Bukan hanya itu. Saat ini banyak bermunculan orang gila baru (insidensi) ditambah orang gila lama yang kambuh kembali (prevalensi). Data di senter-senter kesehatan memperlihatkan meningkat drastisnya orang-orang yang mengalami depresi. Ingat, depresi, bisa memicu psikosis (psikosis itu memiliki ciri-ciri kehilangan kemampuan menilai realita). Orang-orang yang memiliki bibit psikosis, psikosisnya akan kambuh kembali jika mengalami depresi. Salah satu manifestasi depresi yang paling berat adalah tindakan bunuh diri seorang ibu muda, sebagaimana yang baru-baru ini terjadi di Dili. Jika teori "Ice berg phenomena (fenomena gunung es) dijadikan alat ukur, maka dengan adanya satu orang bunuh diri karena depresi, itu artinya ada ribuan orang di luar sana yang mengalami depresi saat ini.
Dalam keadaan begini, negara tidak produktif sama sekali. Dan ini hanya gara-gara negara sibuk mengurus orang sehat yang terpapar SARS-CoV-2, bukan sibuk mengurus orang sakit yang terinfeksi Covid 19. Tiap hari aparatur negara, ditambah fans-fansnya, rajin menghitung kata "positif".
Padahal yang sakit gara-gara Covid 19, sangat-sangat sedikit. Sudah satu tahun negara rajin menghitung kata "positif", tetapi anehnya, kebijakan negara, berputar di EE dan belakangan ditambah SS (Serka Sanitaria). Padahal CFR Covid 19 di Timor Leste itu sangat, sangat, sangat, sangat sedikit. Dengan CFR yang sangat sangat sedikit (0,137%), tetapi memberlakukan EE ditambah SS, ini bukan hanya aneh, tapi lucu.
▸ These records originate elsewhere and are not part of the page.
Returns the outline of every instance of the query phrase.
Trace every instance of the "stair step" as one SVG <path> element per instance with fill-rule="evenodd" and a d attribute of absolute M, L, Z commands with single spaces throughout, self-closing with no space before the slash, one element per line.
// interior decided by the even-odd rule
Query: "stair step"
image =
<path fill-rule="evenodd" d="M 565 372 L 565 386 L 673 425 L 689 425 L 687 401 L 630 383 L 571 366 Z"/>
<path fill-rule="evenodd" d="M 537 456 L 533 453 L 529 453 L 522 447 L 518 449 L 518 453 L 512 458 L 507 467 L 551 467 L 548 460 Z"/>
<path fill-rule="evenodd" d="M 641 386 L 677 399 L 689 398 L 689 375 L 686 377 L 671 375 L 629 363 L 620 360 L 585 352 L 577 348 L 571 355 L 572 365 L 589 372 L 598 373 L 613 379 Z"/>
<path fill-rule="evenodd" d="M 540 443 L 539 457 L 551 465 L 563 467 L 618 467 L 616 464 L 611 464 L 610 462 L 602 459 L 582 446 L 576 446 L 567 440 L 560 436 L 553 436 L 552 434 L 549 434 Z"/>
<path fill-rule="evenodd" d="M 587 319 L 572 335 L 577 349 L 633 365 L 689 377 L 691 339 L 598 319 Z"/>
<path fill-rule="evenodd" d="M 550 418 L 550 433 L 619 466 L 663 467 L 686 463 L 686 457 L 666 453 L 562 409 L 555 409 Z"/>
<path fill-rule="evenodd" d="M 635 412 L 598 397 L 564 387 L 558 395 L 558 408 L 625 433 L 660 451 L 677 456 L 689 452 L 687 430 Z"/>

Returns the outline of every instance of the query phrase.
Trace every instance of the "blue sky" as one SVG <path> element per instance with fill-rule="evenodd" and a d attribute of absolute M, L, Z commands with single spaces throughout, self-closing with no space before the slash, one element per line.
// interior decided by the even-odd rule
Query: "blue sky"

Freaky and funny too. Masalah utamanya, bukan terletak pada data dan fakta di lapangan. Tetapi terletak di dalam cara berpikir aparatur negara.
Kenapa saya mengatakan ini?

Karena faktanya seperti itu. Referensi saya adalah data dan fakta di lapangan. Saya tidak berbicara berdasarkan "teori asumsi". Tiap hari saya masuk ke "worldometer" untuk mengikuti perkembangan Covid 19. Data Covid 19 untuk Timor Leste yang disajikan di Worldometer hari ini, 30 April 2021, dapat Anda lihat pada gambar-gambar hasil screenshot yang saya lampirkan di sini.
Jumlah akumulasi kasus Covid 19 di Timor Leste, terhitung per 21 Maret 2020 sejak kasus pertama terdeteksi, sampai kemarin, 29 April 2021 adalah 2190 kasus.
Pertanyaan menggodanya adalah; "Dari 2190 kasus, berapa orang yang telah meninggal karena Covid 19? Jawabannya: belum ada. Sekali lagi, yang "meninggal karena Covid 19" belum ada. Tapi yang "meninggal dengan Covid 19", baru 3 orang.
Itu artinya, tingkat CFR (Case Fatality Rate) sangat-sangat kecil, hanya 0,137%. Bilangan yang sangat kecil ini (0,137%), itu disebabkann karena 3 orang yang meninggal, lebih disebabkan oleh Comorbiditas (penyakit bawaan lainnya, terutama penyakit-penyakit metabolik). Jadi kauza utama yang menyebabkan 3 orang itu harus meninggal, adalah gara-gara penyakit lain (under-laying health condition). Bukan karena Covid 19. Data statistik di seluruh dunia, memberikan informasi penting kepada kita bahwa jarang sekali orang meninggal karena murni terinfeksi virus SARS CoV-2.
Sehingga saya agak meragukan ketika ada Staf Kementerian Kesehatan Timor Leste, memberikan pernyataan bahwa ada pasien (berusia muda) yang dirawat di Izolamentu Vera Cruz, dalam kondisi grave, adalah murni karena Covid 19. Sama sekali tidak ditemukan adanya Comorbid (penyakit lainnya).
Pertanyaannya adalah; "Anda yakin demikian?"
Tapi jika pertanyaan ini ditanyakan ke saya, maka dengan pendidikan kedokteranku yang hanya mencapai level "484", saya yakin, pasti ada Comorbid (under-lying health condition). Bukan murni terinfeksi oleh virus SARS CoV-2.
Siapa tahu pasien berusia muda tersebut memiliki riwayat asma? Siapa tahu, ada keluarganya, entah orang tunya, atau leluhurnya, yang memiliki penyakit asma. Atau siapa tahu, pasien tersebut memiliki penyakit autoimun? Atau Reaksi Hipersensitivitas (ada 4 Reaksi Hipersensitivitas), sehingga harus memperlihatkan gejala klinis yang berat setelah terpapar virus SARS CoV-2.
Siapa tahu (ini hanya dugaan), begitu pasien tersebut terpapar oleh virus SARS CoV-2, kemudian tubuhnya melepaskan antibodi dan antibodinya menyerang tubuhnya sendiri dan menimbulkan gejala klinis yang berat. Ini yang disebut autoimun.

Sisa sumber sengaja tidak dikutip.